Learn how to build, publish, and launch your site with Adobe Experience Manager.

Resources

Indexing

Adobe Experience Manager offers a way to keep an index of all the published pages in a particular section of your website. This is commonly used to build lists, feeds, and enable search and filtering use cases for your pages or content fragments.

AEM keeps this index in a spreadsheet when using Google Drive or Sharepoint as backend, and offers access to it using JSON. Please see the document Spreadsheets and JSON for more information.

Setting up an initial index with the Index Admin Tool

The easiest way to create and manage your query index is via the Index Admin tool.

  1. Open the Index Admin tool in your browser.
  2. Enter your organization and site to connect to your project.
  3. Click Add Index to create an initial index configuration.
  4. Enter a Name for your index.
  5. Locate the Properties section.
  6. Add each property you want extracted from the rendered HTML page — for example, title, image, description, or lastModified.
  7. When you’re done, click Save.


The following table summarizes the properties that are available and from where in the HTML page they’re extracted.

Name Description
author Returns the content of the meta tag named author in the head element.
title Returns the content of the og:title meta property in the head element.
date Returns the content of the meta tag named publication-date in the head element.
image Returns the content of the og:image meta property in the head element.
category Returns the content of the meta tag named category in the head element.
tags

Returns the content of the meta tag named article:tag in the head element as an array.

See the document Spreadsheets and JSON for more information on array-handling.

description Returns the content of the meta tag named description in the head element.
robots Returns the content of the meta tag named robots in the head element.
lastModified Returns the value of the Last-Modified response header for the document.

Reindexing

After setting up or updating your properties, click Reindex in the Index Admin tool.
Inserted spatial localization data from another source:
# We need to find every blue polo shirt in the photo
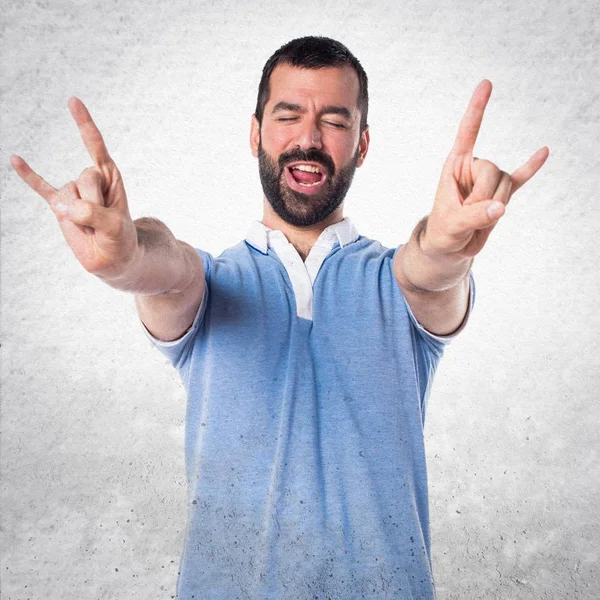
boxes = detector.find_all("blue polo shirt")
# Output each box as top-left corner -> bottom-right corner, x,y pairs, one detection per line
145,217 -> 474,599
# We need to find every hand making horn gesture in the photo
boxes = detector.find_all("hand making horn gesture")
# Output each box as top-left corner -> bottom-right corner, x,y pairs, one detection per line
10,99 -> 139,282
423,80 -> 549,258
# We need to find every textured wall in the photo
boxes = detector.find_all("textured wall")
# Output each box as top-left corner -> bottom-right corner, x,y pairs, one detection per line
1,0 -> 598,598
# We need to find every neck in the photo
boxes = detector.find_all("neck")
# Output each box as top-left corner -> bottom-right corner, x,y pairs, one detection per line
261,199 -> 344,261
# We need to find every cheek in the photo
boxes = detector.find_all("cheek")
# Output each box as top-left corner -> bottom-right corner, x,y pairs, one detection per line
328,135 -> 360,165
261,126 -> 292,152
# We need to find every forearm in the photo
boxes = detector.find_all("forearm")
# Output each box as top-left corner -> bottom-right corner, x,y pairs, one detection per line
101,217 -> 205,341
393,216 -> 472,336
394,216 -> 473,294
98,217 -> 200,296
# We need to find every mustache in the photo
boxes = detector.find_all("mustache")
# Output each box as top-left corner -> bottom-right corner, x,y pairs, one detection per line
278,148 -> 336,176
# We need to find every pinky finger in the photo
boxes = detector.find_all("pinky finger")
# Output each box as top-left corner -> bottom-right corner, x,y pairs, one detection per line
10,155 -> 57,202
510,146 -> 550,194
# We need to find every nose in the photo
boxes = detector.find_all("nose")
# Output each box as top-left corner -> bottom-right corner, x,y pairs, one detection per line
295,118 -> 322,150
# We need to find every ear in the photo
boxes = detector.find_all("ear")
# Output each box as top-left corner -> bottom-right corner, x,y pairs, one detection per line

This triggers a full reindex of your content against the new configuration.

Pages are indexed when they are published. To remove a page from the index, unpublish it.
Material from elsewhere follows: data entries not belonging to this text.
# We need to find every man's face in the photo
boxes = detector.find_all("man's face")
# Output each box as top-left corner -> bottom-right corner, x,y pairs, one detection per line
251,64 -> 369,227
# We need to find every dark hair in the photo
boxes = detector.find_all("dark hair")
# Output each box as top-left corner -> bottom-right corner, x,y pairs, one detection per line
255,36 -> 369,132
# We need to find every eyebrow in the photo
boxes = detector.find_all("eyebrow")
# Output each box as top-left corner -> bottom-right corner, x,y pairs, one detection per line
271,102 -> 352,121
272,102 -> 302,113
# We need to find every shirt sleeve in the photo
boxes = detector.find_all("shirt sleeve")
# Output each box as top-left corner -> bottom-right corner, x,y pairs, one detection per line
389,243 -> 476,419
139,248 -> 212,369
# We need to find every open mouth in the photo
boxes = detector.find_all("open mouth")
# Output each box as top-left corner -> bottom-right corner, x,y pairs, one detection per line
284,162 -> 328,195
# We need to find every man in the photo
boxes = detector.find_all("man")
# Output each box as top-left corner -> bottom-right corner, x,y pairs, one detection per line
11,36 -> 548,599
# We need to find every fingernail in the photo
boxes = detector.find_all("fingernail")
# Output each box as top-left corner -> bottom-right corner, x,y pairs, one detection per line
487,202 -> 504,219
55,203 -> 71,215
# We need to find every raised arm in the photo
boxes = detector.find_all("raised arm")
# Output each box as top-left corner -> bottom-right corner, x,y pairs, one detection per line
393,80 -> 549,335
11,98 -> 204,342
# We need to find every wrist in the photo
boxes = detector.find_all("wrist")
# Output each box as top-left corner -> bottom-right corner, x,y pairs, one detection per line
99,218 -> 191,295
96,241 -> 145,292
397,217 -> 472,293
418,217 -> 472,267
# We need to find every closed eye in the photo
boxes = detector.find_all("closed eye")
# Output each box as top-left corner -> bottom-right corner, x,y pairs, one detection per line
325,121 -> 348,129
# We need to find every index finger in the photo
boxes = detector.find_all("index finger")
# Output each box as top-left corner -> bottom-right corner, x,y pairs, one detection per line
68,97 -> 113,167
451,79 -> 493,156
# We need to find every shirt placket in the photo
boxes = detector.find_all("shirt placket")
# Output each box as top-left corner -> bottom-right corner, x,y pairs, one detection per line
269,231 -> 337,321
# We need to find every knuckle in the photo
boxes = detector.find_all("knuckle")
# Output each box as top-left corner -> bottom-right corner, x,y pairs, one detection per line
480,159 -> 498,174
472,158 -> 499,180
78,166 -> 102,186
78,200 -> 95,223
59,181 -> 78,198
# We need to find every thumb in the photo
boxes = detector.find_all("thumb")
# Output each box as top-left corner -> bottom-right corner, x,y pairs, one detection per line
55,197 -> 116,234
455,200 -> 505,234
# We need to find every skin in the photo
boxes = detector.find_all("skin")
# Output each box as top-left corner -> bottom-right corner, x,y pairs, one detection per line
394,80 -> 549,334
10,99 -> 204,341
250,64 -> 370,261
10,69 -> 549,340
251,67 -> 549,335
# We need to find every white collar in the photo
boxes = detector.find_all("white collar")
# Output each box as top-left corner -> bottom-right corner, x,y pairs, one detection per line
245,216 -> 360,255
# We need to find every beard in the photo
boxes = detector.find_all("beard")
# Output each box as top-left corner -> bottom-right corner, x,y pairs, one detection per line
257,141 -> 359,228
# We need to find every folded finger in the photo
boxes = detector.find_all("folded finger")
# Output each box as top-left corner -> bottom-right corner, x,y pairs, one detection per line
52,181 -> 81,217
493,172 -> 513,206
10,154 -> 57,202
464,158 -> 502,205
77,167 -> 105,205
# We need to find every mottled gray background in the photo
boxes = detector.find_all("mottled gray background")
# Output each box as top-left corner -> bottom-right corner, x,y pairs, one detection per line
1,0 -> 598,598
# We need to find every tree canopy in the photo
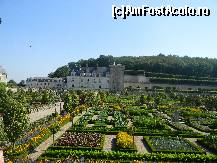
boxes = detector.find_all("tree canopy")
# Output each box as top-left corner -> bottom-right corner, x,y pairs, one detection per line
48,54 -> 217,78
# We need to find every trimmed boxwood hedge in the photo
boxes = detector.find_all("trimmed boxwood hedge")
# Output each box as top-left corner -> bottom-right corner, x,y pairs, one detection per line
68,127 -> 203,138
39,150 -> 217,162
113,138 -> 137,153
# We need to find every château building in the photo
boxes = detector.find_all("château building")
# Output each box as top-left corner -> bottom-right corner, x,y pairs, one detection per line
26,63 -> 149,91
26,77 -> 65,91
67,65 -> 110,91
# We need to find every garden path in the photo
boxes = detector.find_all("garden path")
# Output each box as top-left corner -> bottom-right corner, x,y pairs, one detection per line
103,135 -> 116,151
127,119 -> 133,128
185,138 -> 215,155
181,124 -> 209,135
153,110 -> 171,120
27,122 -> 72,161
29,102 -> 63,123
27,109 -> 88,161
107,116 -> 113,121
154,110 -> 208,134
134,136 -> 150,154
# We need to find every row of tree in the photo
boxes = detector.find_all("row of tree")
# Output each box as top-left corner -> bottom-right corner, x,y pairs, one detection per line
48,54 -> 217,78
0,83 -> 61,153
144,91 -> 217,111
62,90 -> 106,113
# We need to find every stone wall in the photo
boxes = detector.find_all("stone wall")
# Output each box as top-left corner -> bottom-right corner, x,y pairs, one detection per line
124,82 -> 217,90
67,76 -> 109,90
124,75 -> 149,83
Setting up an initial index via Admin API

It’s also possible to create an index using the Admin API. For more information, visit: Update Indexing Configuration.

Troubleshooting

Check your index

The Admin Service has an API endpoint where you can check the index representation of your page. Given your organization, site and branch, and a resource path to a page, its endpoint is:

https://admin.hlx.page/index/<org>/<site>/<branch>/<path>

You should get a JSON response where the data node contains the index representation of the page.
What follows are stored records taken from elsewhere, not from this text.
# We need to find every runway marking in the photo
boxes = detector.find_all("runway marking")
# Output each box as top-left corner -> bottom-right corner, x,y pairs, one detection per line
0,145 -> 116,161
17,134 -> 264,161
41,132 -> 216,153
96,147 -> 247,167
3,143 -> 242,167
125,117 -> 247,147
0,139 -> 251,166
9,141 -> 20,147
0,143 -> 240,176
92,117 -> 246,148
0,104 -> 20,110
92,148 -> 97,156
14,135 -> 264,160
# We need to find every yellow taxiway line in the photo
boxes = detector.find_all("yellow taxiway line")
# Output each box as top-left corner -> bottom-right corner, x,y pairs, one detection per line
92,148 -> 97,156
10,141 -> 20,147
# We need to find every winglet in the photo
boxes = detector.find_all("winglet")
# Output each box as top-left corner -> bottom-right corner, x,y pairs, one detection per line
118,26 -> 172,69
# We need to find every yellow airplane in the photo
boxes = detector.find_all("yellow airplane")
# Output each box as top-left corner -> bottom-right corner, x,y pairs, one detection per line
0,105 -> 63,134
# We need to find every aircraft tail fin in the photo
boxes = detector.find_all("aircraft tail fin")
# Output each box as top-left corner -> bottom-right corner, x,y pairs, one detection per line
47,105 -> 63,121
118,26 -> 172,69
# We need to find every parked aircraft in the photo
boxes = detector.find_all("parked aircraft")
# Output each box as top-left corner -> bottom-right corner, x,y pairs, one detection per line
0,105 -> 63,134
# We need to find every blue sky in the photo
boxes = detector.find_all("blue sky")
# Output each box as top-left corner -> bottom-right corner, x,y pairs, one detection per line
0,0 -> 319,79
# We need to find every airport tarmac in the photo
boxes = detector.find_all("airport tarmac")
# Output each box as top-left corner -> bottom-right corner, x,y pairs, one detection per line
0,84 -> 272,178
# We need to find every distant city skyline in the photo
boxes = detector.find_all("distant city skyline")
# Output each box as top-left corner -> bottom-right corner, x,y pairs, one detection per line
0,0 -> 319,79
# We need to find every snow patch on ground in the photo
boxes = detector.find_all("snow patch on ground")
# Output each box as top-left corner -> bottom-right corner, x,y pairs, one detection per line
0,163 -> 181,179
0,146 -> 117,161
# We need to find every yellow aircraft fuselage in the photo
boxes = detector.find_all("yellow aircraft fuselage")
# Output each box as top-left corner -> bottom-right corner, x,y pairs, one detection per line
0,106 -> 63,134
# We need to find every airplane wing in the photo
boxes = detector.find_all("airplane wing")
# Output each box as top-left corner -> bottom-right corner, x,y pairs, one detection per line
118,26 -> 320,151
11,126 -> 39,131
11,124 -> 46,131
Debug your index configuration

The AEM CLI has a feature where it will print the index record whenever you change your query configuration, which assists in finding the correct CSS selectors:

$ aem up --print-index

Please see the AEM CLI GitHub documentation for more information and watch this video to learn more about this feature.

Inspect the audit log

Using the Log Viewer Tool you can check whether the indexer reports any error related to your configuration. If you filter logs by Indexer, and see lines with a red dot, you can expand the lines and inspect the error reported.

Custom index definitions

See the Indexing reference for the full syntax of index definitions, including extraction functions and examples.

Omitting published pages from the index

A common use case is to not index pages that have noindex in their robots metadata section. It is possible to filter those out for SharePoint and Google Drive content sources by defining a FILTER expression in a sheet called helix-default that is based on the raw_index sheet. With BYOM content sources, it is not possible to omit pages from the index. Instead, you can filter them client-side based on the value of their robots property.

Note, that a sitemap will always ignore published pages with noindex, provided a column named robots exists in the index source.